Step 2: Design component size and structure according to battery size, quantity and related electrical requirements. Generally, 3 diodes are selected for the assembly of components, 60 cells are designed into 6 strings, each string is 10 cells, and each diode is connected in parallel with two strings of cells. After the structure is determined, the distance between each component inside the module can be determined first according to the electrical requirements. Usually, the distance between each cell is 3mm, the width of the busbar is 6mm, the busbar is 3mm away from the battery, and the distance between the busbars is also 3mm. The distance between the strip and the edge of the glass is 14.5mm (it may be reduced to 12mm after accounting for the tolerance of the production process, which can also meet the IEC distance requirements), the gap between the battery strings is 4mm, and the distance between the edge of the battery and the edge of the glass is also 14.5mm . According to the above parameters, the required glass length is 156×10+3×9+3×(6+3)+14.5×2=1643(mm), and the glass width is 156×6+5×
4+14.5×2=985 (mm), the glass thickness is generally 3.2mm, so the final size of the glass is 1643mm×985mm×3.2mm.

Step 3: Design the aluminum frame according to the component size (mainly determined by the glass size). Generally, the wall thickness of the aluminum frame is 2mm, and the height is 35mm. Considering the gap between the frame and the glass edge (used to fill the silica gel), it is 1~1.5mm. Therefore, the outer dimension of the aluminum frame is based on the glass size. The length and width are increased by 7mm, so The overall size of the module is 1650mm×992mm×35mm, and the design of the crystalline silicon photovoltaic module is completed.

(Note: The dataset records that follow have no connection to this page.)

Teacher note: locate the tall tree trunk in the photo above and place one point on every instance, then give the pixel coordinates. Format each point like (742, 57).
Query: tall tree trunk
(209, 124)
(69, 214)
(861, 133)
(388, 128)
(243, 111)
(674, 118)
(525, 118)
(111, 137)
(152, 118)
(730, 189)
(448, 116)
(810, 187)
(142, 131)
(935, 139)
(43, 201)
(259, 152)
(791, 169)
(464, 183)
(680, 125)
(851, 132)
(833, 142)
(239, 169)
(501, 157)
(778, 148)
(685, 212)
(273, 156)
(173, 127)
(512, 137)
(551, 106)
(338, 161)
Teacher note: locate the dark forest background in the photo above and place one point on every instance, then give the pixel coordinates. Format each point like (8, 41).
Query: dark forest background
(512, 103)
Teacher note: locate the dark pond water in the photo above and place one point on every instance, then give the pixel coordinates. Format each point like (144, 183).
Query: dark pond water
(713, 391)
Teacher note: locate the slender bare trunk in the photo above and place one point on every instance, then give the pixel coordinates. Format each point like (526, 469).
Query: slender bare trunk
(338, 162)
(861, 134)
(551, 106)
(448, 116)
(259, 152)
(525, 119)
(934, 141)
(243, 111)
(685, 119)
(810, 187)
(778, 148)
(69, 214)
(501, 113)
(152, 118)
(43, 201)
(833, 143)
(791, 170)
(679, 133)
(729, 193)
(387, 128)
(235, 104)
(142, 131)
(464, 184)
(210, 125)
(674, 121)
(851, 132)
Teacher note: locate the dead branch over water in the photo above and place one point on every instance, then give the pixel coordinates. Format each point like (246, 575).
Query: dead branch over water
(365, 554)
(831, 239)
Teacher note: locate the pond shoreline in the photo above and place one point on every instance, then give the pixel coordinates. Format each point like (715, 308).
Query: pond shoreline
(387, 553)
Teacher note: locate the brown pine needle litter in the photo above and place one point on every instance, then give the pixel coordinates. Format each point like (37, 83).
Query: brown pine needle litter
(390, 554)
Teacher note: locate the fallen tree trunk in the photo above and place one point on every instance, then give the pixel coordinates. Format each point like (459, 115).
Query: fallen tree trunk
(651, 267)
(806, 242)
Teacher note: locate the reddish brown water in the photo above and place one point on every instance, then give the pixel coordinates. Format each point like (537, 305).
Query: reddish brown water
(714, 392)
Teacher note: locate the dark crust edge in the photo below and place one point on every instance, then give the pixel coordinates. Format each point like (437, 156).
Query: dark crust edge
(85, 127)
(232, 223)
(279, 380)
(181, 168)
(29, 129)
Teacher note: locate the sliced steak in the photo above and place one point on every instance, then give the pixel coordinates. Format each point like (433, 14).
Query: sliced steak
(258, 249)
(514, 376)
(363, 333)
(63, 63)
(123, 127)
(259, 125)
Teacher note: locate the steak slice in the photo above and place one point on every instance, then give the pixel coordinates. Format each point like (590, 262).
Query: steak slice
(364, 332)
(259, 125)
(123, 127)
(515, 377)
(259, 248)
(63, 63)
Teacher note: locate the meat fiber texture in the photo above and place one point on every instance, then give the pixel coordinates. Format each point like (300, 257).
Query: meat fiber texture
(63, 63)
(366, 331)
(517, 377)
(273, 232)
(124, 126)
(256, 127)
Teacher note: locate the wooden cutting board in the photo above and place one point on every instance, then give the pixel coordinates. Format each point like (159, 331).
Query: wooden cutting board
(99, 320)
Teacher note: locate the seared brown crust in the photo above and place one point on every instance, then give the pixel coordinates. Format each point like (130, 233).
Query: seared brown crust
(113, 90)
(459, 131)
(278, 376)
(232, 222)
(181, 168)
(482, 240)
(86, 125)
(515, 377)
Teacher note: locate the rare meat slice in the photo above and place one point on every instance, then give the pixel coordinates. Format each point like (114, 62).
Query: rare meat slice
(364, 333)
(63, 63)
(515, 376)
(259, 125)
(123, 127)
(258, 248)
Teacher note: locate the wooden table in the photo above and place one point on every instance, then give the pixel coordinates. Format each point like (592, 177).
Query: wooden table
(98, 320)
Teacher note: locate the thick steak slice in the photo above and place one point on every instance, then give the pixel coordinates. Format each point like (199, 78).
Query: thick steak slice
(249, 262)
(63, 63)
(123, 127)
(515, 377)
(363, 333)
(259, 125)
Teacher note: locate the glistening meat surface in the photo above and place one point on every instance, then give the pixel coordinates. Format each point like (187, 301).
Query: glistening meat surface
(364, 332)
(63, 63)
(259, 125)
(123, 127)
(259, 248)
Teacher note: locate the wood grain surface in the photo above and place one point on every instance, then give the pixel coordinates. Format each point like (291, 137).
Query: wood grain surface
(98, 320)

The crystalline silicon photovoltaic modules on this website have the following three main design schemes:
(1) 156mm×156mm polycrystalline silicon cells are used, which are composed of 6 columns and 12 rows of 72 cells in series. The module power is 315~345W, which is referred to as 72 polycrystalline silicon modules later;
(2) 156mm×156mm polycrystalline silicon cells are used, which are composed of 60 cells in 6 columns and 10 rows in series. The module power is 265~290W, which is referred to as 60 polycrystalline silicon modules in the following;
(3) 125mm×125mm monocrystalline silicon cells are used, which consist of 6 columns and 12 rows of 72 cells connected in series. The module power is 195~215W, which is referred to as 72 monocrystalline silicon modules (this type of modules is fading out of the market).

In fact, with the development of technology and the diversification of the market and changes in individual needs, various types of component products have also emerged as the times require. For the structure and design of special components, you can refer to the above design scheme.